I will write more about the wonderful meals we ate in Montreal. But first, I want to share a different kind of foodie experience: a trip to one of Montreal's bustling food markets. Like European cities, Montreal has several permanent outdoor food markets where farmers and artisans can sell their wares directly to the public. The largest and most popular of these markets, the Marché Jean-Talon, is off the beaten tourist track. But it is a worthy pilgrimage for food lovers. (Fortunately for me, my husband is very patient with my insatiable appetite for browsing local food markets even when, as on this trip, I can hardly buy anything because I am away from my kitchen.)
This huge market is full of mouth-watering cheese shops, butchers, seafood counters, bakeries, prepared food stalls, one award-winning spice store, and rows upon rows of beautiful, mostly local produce. In the streets surrounding the market are numerous ethnic food stores and restaurants which reflects Montreal's amazing diversity. While everyone talks about French versus English in Montreal — and we found nearly everyone to speak both perfectly well — did you know that 20% of the city's population has a native language other than French or English? From the diversity of people we saw on the street and in the subway, my husband and I believed it. The streets around the market clearly catered to this wide variety of immigrant cultures, offering everything from Halal butchers to Asian markets to taquerias.

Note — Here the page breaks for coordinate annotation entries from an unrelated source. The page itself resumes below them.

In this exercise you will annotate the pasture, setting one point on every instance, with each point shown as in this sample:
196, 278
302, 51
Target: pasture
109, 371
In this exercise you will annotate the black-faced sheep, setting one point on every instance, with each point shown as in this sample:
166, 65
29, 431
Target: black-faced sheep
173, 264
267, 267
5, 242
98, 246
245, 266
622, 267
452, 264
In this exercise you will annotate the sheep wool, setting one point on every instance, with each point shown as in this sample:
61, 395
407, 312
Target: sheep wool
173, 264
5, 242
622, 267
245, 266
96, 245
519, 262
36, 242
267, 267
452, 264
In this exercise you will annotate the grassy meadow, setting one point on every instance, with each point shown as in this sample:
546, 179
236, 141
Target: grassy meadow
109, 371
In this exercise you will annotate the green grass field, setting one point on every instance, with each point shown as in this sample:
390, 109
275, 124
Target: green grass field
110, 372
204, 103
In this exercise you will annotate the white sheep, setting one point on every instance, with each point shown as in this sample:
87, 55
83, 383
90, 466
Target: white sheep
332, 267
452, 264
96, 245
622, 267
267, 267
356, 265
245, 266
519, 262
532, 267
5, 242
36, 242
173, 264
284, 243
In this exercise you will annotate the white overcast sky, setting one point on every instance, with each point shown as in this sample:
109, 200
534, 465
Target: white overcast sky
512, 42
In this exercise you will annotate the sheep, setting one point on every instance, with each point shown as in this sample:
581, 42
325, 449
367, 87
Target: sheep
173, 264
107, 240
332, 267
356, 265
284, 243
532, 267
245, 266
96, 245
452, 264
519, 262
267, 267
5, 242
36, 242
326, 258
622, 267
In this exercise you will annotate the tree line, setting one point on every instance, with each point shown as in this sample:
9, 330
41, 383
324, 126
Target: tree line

My husband and I wandered the length of the market stopping occasionally to buy a snack — local strawberries being one example — or some item that I could safely bring home in my carry-on luggage, like a bag of tiny Canadian lentils du Puy and two different kinds of maple sugar. I also spent an inordinate amount of time bemoaning what I couldn't bring home — artisan preserves and Québécois butter mostly, although I was also sick at seeing so many gooseberries when I was in no position to bake a pie.
We dropped a fair chunk of change at the spice store, Olive et Épices, which has been singled out in publications such as Food & Wine for their proprietary spice blends. I had read about the store's ras el-hanout, a North African spice blend, which contains three kinds of rose petals, so naturally we had to buy some. The shop assistant explained carefully how to grind it and advised me to use it as a finishing spice only, since the flavors are delicate. Going on this way, our bag got heavier and heavier until we simply had to sit down and have some crêpes from the food court. (The husband's pear with maple butter crêpe outshone my basic sugar and lemon one.)
Although it is out of the way and not near any tourist sites, browsing the Marché Jean-Talon was the best way to see the true heart of Montreal and its people.